Public memory, however, often lags behind the data. The radical left of previous decades (Weather Underground, Panthers, militant student movements) still looms large in cultural memory. Yet the daily reality over the last three decades (indeed, especially since 2015) is that far-right violence is far more frequent, more deadly, and more normalized. Attacks on synagogues, mosques, houses of worship, immigrant communities, and government institutions far outnumber analogous attacks from left-wing extremists. The discrepancy is not subtle.
Conclusion: Violence, Memory, and Democracy
The record across the last century is uneven, but the trajectory is clear. In the early decades, anarchists and labor radicals grabbed headlines with bombs and strikes, but the deeper current of right-wing racial terror claimed far more lives. Mid-century, militant groups on the left erupted into public consciousness, only to fade under relentless state repression, while white supremacists and segregationists killed with relative impunity. By the late twentieth century, the left’s violence had narrowed into symbolic acts of disruption, while the right unleashed bombings, assassinations, and anti-abortion murders. And in the twenty-first century, the imbalance has hardened into a grim reality: far-right extremists now account for the overwhelming majority of politically motivated deaths in the United States.
What makes the present especially perilous is not simply the scale of violence but its normalization. When political leaders wink at intimidation, when juries excuse perpetrators, when conspiracies are repeated by elected officials, the line between fringe extremism and mainstream politics dissolves. The January 6 attack on the Capitol was not just a riot; it was the moment when violent rhetoric crystallized into violent action at the very core of government. That breach was not an aberration; it was the culmination of a longer history in which right-wing violence moved steadily inward from the margins.

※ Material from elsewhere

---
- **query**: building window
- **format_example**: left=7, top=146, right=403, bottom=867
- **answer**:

Memory, too, plays a role in sustaining the danger. Many still picture the radicals of the 1960s when they hear the phrase “domestic terrorism,” despite the data showing that those groups are long gone and their modern successors are marginal. The images of clenched fists and underground bombings endure, while the reality of church shootings, synagogue massacres, and immigrant-targeted killings fades more quickly from collective consciousness. This distortion is not accidental; it serves political ends, allowing some to deflect attention away from the violence most threatening to democracy today. The lesson of the past century is that political violence is never merely about the act itself. It is about how society chooses to respond, whom it condemns, and whom it excuses. To deny the current imbalance is to risk repeating the same mistakes: minimizing the threat until it has already reshaped the political order. Violence, tolerated and normalized, corrodes democracy from within. What the evidence shows (stubbornly, repeatedly) is that the threat in the United States today comes overwhelmingly from the right. Confronting that reality is not partisan hysteria. It is the only way to preserve a democracy that violence, if unchecked, will consume.